In a field that included many superb entries, Nofil’s work was notable for its depth and breadth of research, including work in more than 90 local newspapers, its chronological and geographical range and the moral urgency of its prose.
“Detention Power” looks at the reliance of federal immigration policy on local law enforcement agencies from the early twentieth century onwards, demonstrating the political and human consequences of framing immigration policy as a criminal justice problem. Immigrant detention, Nofil reveals, shaped the political economy of communities on the northern and southern borders alike as they sought federal funds in return for turning local jails into detention facilities. She demonstrates the often-shocking conditions that men, women and children seeking entry to the United States had to endure. Finally, Nofil illuminates the resistance that detention policy long has faced, both in the broader political community and from people confined within the jails themselves.

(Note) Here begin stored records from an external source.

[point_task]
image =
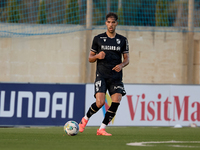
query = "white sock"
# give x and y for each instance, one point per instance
(86, 117)
(103, 126)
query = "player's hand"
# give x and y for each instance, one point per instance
(117, 68)
(101, 55)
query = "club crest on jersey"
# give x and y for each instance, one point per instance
(118, 41)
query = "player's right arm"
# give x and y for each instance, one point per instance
(94, 56)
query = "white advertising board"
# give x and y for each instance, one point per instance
(151, 105)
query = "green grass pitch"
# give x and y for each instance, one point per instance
(54, 138)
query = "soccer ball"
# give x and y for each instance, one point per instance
(71, 128)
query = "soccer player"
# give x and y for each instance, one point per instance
(107, 50)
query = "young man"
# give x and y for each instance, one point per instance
(107, 49)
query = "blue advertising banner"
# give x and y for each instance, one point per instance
(30, 104)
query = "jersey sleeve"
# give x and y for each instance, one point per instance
(125, 48)
(94, 47)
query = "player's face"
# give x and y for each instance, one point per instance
(111, 24)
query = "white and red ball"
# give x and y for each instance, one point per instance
(71, 128)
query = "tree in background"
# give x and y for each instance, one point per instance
(120, 13)
(42, 17)
(13, 12)
(162, 13)
(72, 12)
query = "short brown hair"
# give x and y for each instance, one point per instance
(111, 14)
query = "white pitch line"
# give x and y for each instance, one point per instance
(152, 143)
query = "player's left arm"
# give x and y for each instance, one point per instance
(125, 62)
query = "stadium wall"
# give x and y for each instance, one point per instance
(155, 57)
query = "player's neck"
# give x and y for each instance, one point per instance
(111, 35)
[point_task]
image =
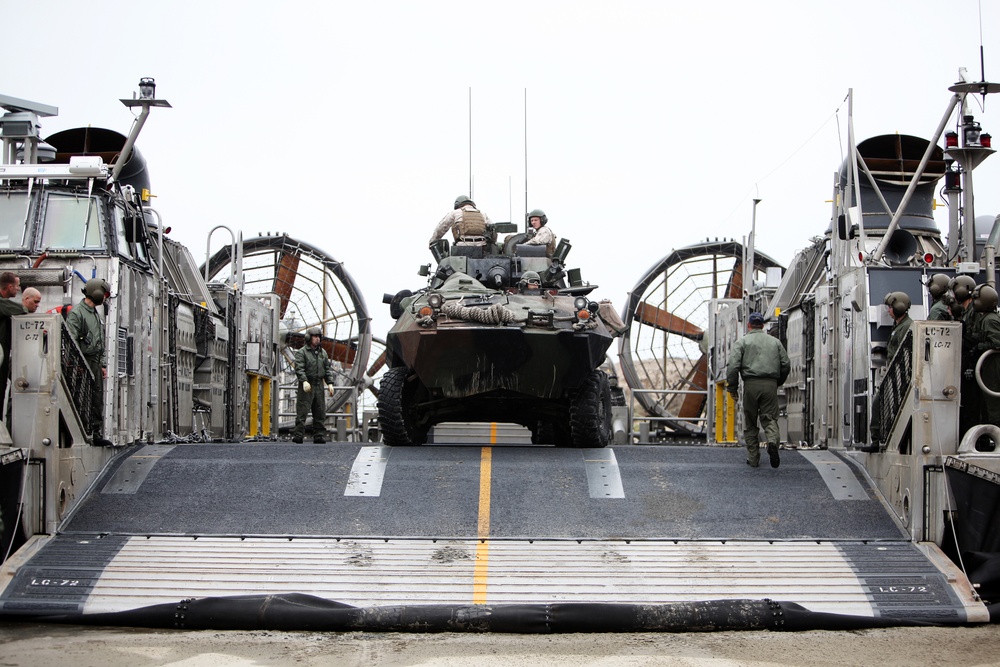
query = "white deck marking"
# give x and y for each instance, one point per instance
(368, 471)
(603, 476)
(838, 475)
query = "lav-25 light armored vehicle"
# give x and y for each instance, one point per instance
(484, 343)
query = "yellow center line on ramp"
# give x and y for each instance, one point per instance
(481, 571)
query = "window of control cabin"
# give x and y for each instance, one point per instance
(71, 223)
(13, 216)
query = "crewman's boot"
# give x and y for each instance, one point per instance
(772, 452)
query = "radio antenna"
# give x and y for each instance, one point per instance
(470, 143)
(525, 159)
(982, 59)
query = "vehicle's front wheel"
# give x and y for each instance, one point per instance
(590, 412)
(394, 396)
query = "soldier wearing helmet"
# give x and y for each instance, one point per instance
(312, 368)
(539, 233)
(898, 304)
(761, 363)
(468, 225)
(942, 300)
(86, 327)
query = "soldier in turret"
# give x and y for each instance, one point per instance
(987, 335)
(467, 223)
(87, 328)
(898, 304)
(312, 368)
(941, 298)
(761, 362)
(540, 234)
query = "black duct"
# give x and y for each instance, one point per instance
(105, 143)
(892, 160)
(298, 612)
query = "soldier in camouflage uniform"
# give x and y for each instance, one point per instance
(972, 400)
(898, 304)
(941, 298)
(312, 368)
(540, 234)
(467, 223)
(761, 361)
(86, 327)
(987, 335)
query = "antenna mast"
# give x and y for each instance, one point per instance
(470, 143)
(526, 159)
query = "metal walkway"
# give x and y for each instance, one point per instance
(376, 526)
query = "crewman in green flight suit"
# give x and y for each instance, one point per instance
(987, 333)
(898, 304)
(312, 368)
(761, 361)
(87, 328)
(941, 298)
(970, 412)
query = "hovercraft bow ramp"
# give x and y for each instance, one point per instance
(514, 539)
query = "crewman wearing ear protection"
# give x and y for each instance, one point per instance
(87, 328)
(898, 304)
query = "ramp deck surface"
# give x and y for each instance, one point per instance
(374, 526)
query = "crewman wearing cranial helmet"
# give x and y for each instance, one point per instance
(942, 300)
(313, 369)
(987, 335)
(86, 327)
(970, 411)
(898, 304)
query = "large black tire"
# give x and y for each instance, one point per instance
(393, 395)
(590, 412)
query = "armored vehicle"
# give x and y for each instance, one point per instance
(502, 333)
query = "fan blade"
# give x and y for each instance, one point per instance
(664, 321)
(284, 279)
(696, 379)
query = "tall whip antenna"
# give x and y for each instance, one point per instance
(525, 159)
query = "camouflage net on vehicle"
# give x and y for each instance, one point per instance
(494, 314)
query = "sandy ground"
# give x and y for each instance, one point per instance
(48, 645)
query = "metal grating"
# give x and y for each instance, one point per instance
(892, 391)
(826, 577)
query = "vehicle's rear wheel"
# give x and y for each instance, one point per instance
(590, 412)
(394, 397)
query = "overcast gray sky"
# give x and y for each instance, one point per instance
(650, 125)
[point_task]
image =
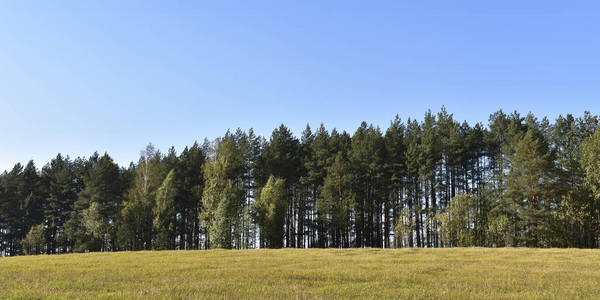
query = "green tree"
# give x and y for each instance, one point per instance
(164, 214)
(270, 213)
(590, 162)
(35, 241)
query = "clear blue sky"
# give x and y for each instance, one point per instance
(80, 76)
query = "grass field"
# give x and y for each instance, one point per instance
(300, 273)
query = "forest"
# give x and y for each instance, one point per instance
(517, 181)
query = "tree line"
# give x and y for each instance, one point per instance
(517, 181)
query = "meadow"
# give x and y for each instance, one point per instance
(306, 273)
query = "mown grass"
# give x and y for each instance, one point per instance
(302, 273)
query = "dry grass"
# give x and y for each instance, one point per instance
(302, 273)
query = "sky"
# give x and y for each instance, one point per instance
(112, 76)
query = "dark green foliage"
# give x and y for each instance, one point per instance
(519, 181)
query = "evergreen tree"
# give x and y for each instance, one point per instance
(270, 213)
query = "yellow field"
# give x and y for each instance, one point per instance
(301, 273)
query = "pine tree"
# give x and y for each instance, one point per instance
(164, 214)
(270, 213)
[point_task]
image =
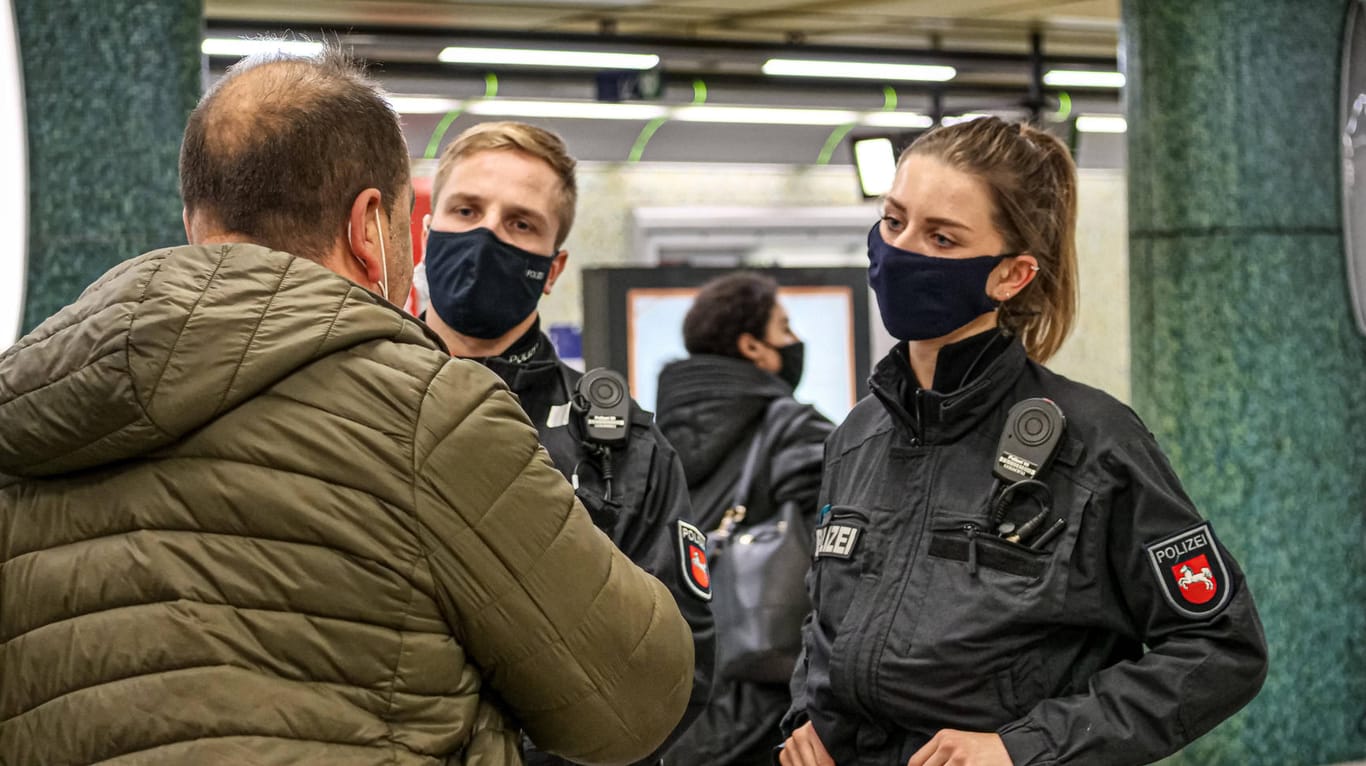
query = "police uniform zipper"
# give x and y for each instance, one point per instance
(920, 422)
(970, 530)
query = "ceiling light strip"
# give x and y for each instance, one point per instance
(1082, 78)
(858, 70)
(538, 58)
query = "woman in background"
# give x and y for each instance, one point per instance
(1007, 570)
(743, 363)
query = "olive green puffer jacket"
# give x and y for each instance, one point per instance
(249, 514)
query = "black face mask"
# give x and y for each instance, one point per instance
(794, 358)
(481, 286)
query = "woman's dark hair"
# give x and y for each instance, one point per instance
(726, 309)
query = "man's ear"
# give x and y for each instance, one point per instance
(558, 264)
(362, 238)
(1011, 276)
(749, 347)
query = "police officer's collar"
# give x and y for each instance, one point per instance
(530, 366)
(986, 365)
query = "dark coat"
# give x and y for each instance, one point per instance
(711, 408)
(1082, 651)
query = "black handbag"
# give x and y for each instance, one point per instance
(758, 580)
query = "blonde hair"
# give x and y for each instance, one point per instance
(1033, 182)
(519, 137)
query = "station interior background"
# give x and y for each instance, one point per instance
(1215, 294)
(768, 193)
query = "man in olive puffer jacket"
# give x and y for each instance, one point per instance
(250, 512)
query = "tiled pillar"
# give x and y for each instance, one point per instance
(108, 86)
(1247, 363)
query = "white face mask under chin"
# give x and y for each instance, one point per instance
(384, 257)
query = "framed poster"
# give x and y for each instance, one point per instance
(633, 322)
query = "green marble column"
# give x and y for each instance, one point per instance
(1247, 363)
(108, 88)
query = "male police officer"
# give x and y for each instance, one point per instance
(502, 206)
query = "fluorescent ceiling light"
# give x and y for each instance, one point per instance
(1101, 123)
(645, 112)
(764, 115)
(242, 47)
(424, 104)
(534, 58)
(966, 118)
(896, 119)
(566, 109)
(858, 70)
(876, 164)
(1082, 78)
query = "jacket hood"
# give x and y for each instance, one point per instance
(708, 404)
(167, 342)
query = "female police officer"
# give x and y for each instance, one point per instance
(997, 545)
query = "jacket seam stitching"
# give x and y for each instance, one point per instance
(336, 314)
(124, 754)
(398, 660)
(179, 333)
(227, 605)
(256, 329)
(206, 533)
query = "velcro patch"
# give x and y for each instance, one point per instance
(836, 541)
(1191, 572)
(693, 560)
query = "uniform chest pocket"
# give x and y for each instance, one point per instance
(984, 587)
(842, 555)
(971, 545)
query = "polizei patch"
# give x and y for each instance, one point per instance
(1191, 572)
(836, 540)
(693, 559)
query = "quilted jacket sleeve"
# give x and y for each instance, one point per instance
(586, 650)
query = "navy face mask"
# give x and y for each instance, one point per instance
(922, 296)
(481, 286)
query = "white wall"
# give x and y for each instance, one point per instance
(14, 191)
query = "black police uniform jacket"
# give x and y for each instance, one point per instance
(649, 496)
(928, 620)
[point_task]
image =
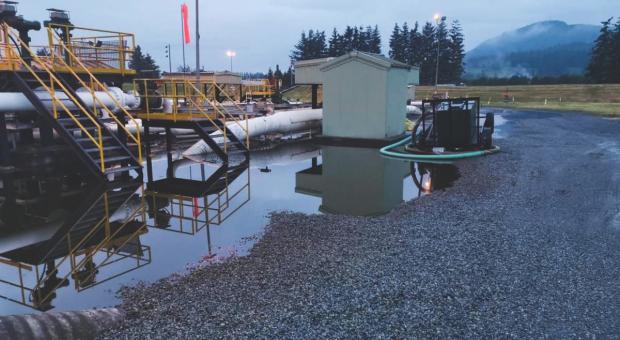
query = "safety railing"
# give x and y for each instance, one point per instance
(187, 99)
(101, 50)
(51, 86)
(87, 247)
(94, 85)
(258, 88)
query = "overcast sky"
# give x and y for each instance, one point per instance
(262, 32)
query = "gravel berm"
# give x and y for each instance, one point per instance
(525, 245)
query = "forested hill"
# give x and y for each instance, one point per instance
(548, 48)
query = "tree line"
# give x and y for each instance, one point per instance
(414, 46)
(314, 44)
(605, 63)
(421, 46)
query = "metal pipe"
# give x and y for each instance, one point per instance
(197, 45)
(280, 122)
(16, 102)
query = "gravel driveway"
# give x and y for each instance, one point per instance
(525, 245)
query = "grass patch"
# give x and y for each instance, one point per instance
(601, 100)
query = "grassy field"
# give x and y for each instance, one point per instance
(597, 99)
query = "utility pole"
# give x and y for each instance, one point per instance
(169, 56)
(438, 19)
(197, 44)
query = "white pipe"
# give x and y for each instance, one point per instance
(279, 122)
(29, 236)
(413, 109)
(17, 102)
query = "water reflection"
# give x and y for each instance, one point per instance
(67, 244)
(82, 233)
(354, 181)
(58, 231)
(360, 182)
(429, 177)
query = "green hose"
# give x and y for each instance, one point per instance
(387, 151)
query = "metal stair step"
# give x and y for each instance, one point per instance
(86, 139)
(105, 148)
(113, 159)
(122, 169)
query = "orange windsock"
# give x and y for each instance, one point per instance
(185, 14)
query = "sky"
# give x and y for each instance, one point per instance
(262, 32)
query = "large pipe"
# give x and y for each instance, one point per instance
(17, 102)
(279, 122)
(64, 325)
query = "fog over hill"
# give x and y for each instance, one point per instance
(547, 48)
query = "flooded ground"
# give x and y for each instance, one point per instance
(297, 177)
(152, 235)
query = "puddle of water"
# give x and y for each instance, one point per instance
(183, 231)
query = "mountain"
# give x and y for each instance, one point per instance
(547, 48)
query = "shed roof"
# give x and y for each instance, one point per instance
(372, 58)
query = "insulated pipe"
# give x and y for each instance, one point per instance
(17, 102)
(279, 122)
(29, 236)
(388, 151)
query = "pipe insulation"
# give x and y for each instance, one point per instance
(60, 325)
(279, 122)
(17, 102)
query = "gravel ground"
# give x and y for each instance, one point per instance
(525, 245)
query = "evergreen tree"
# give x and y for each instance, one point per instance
(348, 39)
(428, 52)
(614, 55)
(600, 63)
(405, 43)
(416, 48)
(144, 65)
(456, 53)
(441, 37)
(310, 46)
(375, 41)
(336, 44)
(396, 47)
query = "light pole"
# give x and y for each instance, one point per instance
(183, 39)
(231, 54)
(438, 19)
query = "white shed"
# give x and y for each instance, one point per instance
(365, 96)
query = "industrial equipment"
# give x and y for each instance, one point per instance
(448, 129)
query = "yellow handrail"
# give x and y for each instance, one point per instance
(52, 92)
(137, 138)
(245, 114)
(122, 51)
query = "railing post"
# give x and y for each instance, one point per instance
(121, 53)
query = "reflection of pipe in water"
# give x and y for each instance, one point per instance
(279, 122)
(434, 176)
(281, 155)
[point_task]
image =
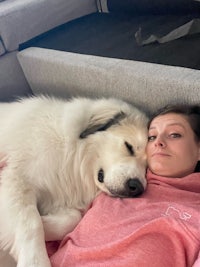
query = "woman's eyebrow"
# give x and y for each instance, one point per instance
(170, 124)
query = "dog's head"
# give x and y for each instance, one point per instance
(117, 142)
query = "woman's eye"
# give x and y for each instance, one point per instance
(175, 135)
(151, 138)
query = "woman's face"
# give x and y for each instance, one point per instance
(172, 149)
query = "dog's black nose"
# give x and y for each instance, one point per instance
(135, 187)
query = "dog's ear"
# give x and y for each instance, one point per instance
(96, 127)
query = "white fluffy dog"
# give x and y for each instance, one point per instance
(59, 155)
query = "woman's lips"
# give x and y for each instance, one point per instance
(160, 154)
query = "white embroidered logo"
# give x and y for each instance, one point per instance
(174, 212)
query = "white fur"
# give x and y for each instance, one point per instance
(51, 175)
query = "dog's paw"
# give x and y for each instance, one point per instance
(57, 225)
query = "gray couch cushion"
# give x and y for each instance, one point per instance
(144, 84)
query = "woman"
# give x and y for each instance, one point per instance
(162, 226)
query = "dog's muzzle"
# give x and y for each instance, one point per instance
(134, 187)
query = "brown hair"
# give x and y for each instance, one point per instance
(191, 112)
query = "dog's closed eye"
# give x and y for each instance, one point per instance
(129, 148)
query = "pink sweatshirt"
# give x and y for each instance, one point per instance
(161, 228)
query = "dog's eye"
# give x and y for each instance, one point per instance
(101, 176)
(129, 148)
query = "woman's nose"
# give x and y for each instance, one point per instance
(160, 142)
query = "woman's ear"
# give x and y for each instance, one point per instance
(199, 150)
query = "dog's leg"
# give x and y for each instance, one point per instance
(21, 225)
(58, 224)
(6, 260)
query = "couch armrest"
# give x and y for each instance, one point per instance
(21, 20)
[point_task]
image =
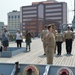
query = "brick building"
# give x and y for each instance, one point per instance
(35, 16)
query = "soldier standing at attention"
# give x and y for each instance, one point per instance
(50, 45)
(59, 39)
(54, 32)
(68, 37)
(43, 35)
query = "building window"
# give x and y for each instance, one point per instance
(15, 17)
(8, 17)
(12, 17)
(18, 16)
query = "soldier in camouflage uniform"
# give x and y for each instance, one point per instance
(43, 35)
(68, 38)
(50, 45)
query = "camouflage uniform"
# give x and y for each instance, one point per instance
(43, 38)
(50, 42)
(68, 38)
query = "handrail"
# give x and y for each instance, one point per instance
(13, 71)
(46, 70)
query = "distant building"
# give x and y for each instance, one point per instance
(13, 21)
(1, 28)
(35, 16)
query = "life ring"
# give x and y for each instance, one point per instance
(30, 70)
(64, 71)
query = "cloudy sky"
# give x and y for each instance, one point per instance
(9, 5)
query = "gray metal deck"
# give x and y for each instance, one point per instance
(35, 56)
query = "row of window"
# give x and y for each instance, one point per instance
(16, 16)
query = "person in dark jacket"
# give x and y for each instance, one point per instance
(28, 40)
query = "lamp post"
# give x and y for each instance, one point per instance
(73, 22)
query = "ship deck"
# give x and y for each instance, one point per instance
(35, 56)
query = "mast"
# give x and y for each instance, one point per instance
(73, 22)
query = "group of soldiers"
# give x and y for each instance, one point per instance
(52, 40)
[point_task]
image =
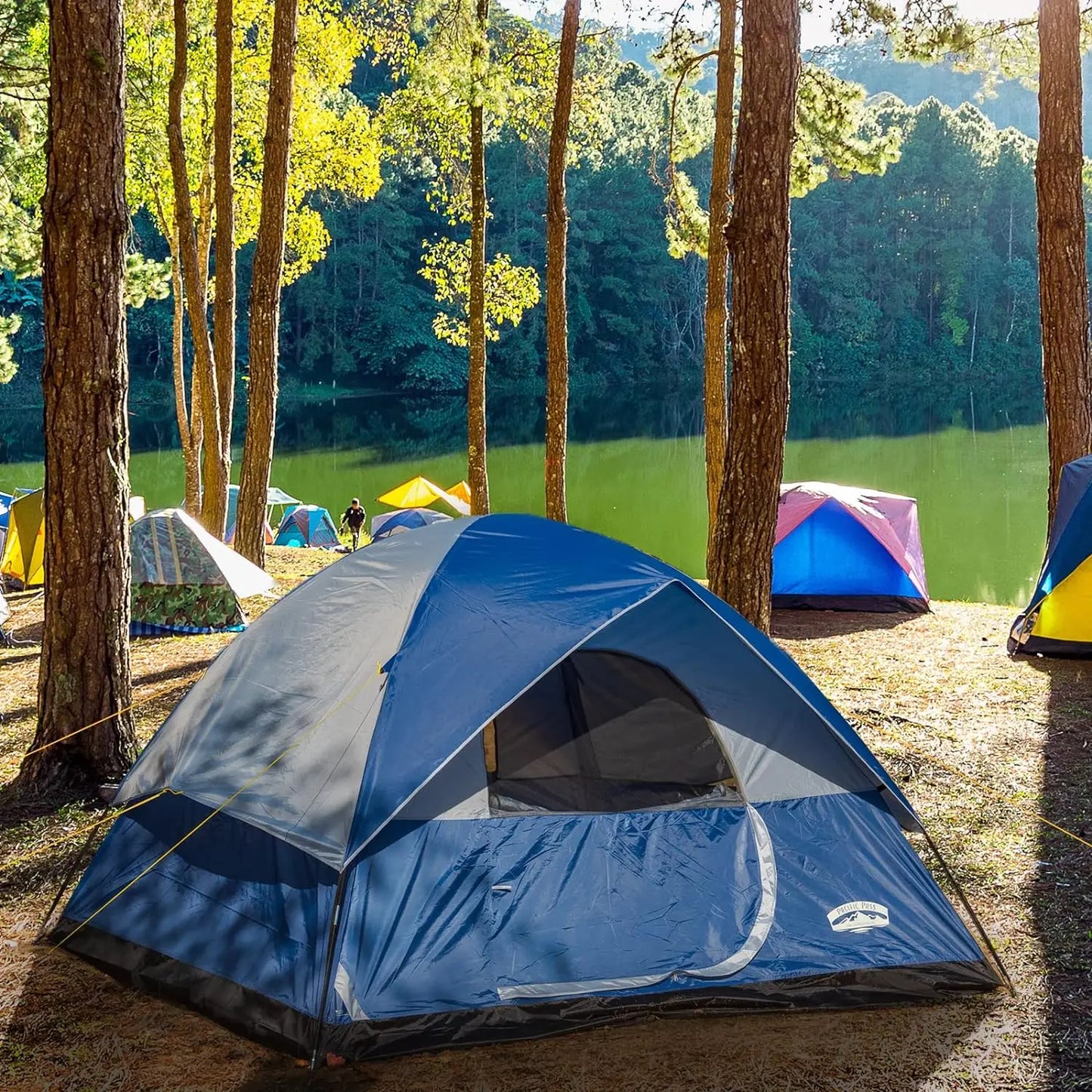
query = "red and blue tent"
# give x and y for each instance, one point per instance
(841, 549)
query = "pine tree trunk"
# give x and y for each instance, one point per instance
(224, 302)
(1063, 272)
(478, 475)
(741, 549)
(265, 291)
(84, 673)
(189, 435)
(216, 471)
(557, 230)
(716, 275)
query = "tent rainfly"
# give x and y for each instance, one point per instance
(186, 581)
(500, 778)
(23, 561)
(404, 519)
(1058, 620)
(841, 549)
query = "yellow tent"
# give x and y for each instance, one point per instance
(421, 493)
(462, 490)
(24, 552)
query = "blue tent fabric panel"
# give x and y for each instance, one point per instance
(832, 554)
(838, 849)
(230, 900)
(1072, 488)
(233, 503)
(307, 525)
(481, 641)
(1072, 544)
(483, 905)
(456, 910)
(404, 519)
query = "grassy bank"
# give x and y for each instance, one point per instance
(952, 718)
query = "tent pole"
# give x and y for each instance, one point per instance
(339, 896)
(999, 967)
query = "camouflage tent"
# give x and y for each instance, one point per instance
(184, 581)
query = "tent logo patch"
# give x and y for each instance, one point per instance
(858, 917)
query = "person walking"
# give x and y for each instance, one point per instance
(354, 520)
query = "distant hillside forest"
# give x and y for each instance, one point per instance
(915, 299)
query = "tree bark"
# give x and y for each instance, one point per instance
(716, 273)
(478, 475)
(741, 549)
(265, 289)
(557, 232)
(1063, 273)
(224, 302)
(189, 432)
(84, 674)
(216, 471)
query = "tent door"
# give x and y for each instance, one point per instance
(584, 905)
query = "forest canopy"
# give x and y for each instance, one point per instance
(914, 289)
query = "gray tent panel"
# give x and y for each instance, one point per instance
(287, 716)
(778, 744)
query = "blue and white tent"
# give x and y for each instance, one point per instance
(501, 778)
(404, 519)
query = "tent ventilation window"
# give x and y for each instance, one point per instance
(604, 732)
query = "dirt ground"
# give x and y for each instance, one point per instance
(981, 744)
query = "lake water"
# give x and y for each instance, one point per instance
(981, 496)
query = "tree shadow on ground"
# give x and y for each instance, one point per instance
(184, 673)
(895, 1050)
(794, 625)
(1062, 892)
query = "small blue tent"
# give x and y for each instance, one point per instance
(307, 525)
(843, 549)
(404, 519)
(498, 779)
(1058, 620)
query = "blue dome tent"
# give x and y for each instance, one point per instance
(307, 525)
(404, 519)
(500, 779)
(842, 549)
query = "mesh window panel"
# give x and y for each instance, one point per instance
(605, 732)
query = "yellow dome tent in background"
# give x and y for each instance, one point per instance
(24, 552)
(421, 493)
(462, 490)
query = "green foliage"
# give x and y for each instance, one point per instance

Nofil, who earned her Ph.D. at Columbia University under the direction of Mae Ngai, is currently Assistant Professor of History at the College of William & Mary.
The Allan Nevins Prize, named for the Society’s founder, is awarded annually to a doctoral dissertation on an American subject. The winning dissertation will be published by one of the publisher members of the Society.
The finalist for this year's Nevins Prize is Ryan Tate for his dissertation, "Coal Frontier: Corporate Power and the Making of the Powder River Basin, 1965-1985." This beautifully written study of coalfield communities in Montana, Wyoming and North Dakota was completed at Rutgers University under the direction of Dorothy Sue Cobble.